Finite Risk Insurance

A type of temporary insurance policy that allows a company to pay for big losses over time instead of all at once.

There are a lot of ins and outs with finite risk insurance, and it can end up being a pretty good deal for both the insured and the insurer if things go well.

Allow us to illustrate with a fun example involving everyone’s favorite topic: toxic waste.

We started a company back in the ‘90s that helped average, everyday people become superheroes by dipping them in vats of toxic waste. We decided that once we’d dipped five clients into a single vat, all of its superhuman juju was probably used up, so we disposed of the rest of it by flushing it into the nearby stream.

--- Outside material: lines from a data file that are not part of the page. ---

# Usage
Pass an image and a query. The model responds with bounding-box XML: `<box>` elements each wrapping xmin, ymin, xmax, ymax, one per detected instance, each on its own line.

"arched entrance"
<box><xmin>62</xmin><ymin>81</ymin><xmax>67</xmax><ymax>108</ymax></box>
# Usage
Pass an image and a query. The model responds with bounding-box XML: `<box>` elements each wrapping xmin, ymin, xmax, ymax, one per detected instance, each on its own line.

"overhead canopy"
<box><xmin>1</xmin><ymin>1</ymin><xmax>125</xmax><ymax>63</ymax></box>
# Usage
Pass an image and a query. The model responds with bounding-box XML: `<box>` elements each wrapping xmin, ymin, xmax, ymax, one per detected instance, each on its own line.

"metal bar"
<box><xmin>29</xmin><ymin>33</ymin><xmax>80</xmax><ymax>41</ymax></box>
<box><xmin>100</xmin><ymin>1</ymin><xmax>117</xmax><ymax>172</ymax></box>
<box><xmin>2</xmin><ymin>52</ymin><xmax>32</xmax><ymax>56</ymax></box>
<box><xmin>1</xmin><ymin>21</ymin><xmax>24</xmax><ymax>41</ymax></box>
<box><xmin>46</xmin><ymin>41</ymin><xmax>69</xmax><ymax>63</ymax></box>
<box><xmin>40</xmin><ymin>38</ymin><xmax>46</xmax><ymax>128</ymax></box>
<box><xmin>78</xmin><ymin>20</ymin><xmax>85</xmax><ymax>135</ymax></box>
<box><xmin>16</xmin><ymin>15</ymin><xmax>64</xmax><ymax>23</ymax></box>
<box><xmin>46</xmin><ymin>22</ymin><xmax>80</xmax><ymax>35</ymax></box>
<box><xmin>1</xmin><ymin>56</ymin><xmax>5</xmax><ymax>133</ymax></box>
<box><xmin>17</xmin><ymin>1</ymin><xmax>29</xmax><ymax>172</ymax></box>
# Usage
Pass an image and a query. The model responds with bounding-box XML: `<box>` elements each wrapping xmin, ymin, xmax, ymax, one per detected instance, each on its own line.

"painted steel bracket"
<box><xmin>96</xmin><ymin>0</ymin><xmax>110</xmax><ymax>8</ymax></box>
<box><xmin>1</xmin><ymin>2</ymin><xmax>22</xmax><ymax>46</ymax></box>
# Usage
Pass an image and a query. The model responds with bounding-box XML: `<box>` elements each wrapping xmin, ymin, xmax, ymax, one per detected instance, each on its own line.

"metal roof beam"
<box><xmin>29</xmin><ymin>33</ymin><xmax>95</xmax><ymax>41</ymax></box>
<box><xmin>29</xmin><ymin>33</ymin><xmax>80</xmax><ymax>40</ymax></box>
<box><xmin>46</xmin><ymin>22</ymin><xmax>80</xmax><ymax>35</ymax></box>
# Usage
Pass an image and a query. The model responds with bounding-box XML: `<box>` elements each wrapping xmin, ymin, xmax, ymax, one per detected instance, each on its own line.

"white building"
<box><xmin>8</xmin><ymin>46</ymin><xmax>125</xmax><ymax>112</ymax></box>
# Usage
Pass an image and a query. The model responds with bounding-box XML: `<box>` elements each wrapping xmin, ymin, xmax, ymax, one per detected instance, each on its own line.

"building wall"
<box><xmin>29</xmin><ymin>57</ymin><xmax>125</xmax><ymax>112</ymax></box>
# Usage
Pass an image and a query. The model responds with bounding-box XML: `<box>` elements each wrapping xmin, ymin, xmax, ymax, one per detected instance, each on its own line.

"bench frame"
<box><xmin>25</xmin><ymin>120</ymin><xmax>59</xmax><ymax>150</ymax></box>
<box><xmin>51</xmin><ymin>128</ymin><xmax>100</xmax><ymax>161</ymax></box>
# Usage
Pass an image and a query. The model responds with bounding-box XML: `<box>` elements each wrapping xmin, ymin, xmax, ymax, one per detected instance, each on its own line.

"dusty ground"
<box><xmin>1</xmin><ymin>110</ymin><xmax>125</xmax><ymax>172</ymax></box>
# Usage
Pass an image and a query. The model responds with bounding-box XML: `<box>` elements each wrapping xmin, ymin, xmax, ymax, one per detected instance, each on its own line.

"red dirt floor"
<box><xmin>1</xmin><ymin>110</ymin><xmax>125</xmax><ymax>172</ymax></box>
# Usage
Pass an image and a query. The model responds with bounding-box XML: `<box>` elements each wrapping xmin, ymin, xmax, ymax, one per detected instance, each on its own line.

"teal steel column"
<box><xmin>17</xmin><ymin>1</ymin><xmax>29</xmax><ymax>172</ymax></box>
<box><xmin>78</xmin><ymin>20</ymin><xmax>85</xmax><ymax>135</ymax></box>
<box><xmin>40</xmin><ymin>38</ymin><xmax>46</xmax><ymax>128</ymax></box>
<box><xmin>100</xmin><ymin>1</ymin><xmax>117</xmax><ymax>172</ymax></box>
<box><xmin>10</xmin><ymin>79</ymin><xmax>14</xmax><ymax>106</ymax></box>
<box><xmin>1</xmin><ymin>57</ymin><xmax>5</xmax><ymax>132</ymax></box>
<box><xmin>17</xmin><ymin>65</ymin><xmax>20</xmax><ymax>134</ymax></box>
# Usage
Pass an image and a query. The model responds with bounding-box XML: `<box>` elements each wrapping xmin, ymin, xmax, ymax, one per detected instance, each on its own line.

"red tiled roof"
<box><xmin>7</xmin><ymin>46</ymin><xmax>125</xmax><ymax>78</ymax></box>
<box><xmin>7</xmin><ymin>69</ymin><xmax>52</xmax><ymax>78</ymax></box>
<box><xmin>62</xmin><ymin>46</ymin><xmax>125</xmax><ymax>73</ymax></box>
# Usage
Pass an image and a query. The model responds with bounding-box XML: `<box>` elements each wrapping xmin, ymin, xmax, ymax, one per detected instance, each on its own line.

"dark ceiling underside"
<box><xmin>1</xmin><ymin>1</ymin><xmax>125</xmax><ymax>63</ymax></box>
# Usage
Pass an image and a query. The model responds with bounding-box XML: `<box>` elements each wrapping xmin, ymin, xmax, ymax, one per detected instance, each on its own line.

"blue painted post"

Well, shock of all shocks, dumping toxic waste into a stream caused bad things to happen. By 2018, Supermakers, Inc. was not only facing lawsuits for poisoning people downstream from our facility, but we’d also been charged to clean up our environmental mess, and it was going to take about three years and cost somewhere in the neighborhood of $100 million. Now, if we don’t have $100 million on hand to pay for the cleanup all at once, we can try and get our hands on some finite risk insurance.

In simple terms, an insurer offers to cover the cover the $100 million, and they set up an account with the full amount needed. They use this account to pay for the cleanup. Our premium payments go into another account where they earn interest for us and for the insurer. Sounds great, but that coverage comes at a cost. We’re probably going to pay higher-than-average premiums, and depending on how the contract is written, we might end up paying even more than that if our cleanup ends up costing more than $100 million. But on the plus side, if it ends up costing less, we’re going to get our extra money back, plus any interest our premium payments earned while they were chillin’ in their separate account.

Once the cleanup is done and any profits and losses are divvied up between Supermakers and the insurance company, the policy is considered terminated. There are other types of risk coverage, financing, and insurance out there, but depending on our company’s financial situation and what we’re facing, finite risk insurance might be something we should strongly consider. We should also, by the way, consider a new business model that doesn’t involve dipping people in toxic waste.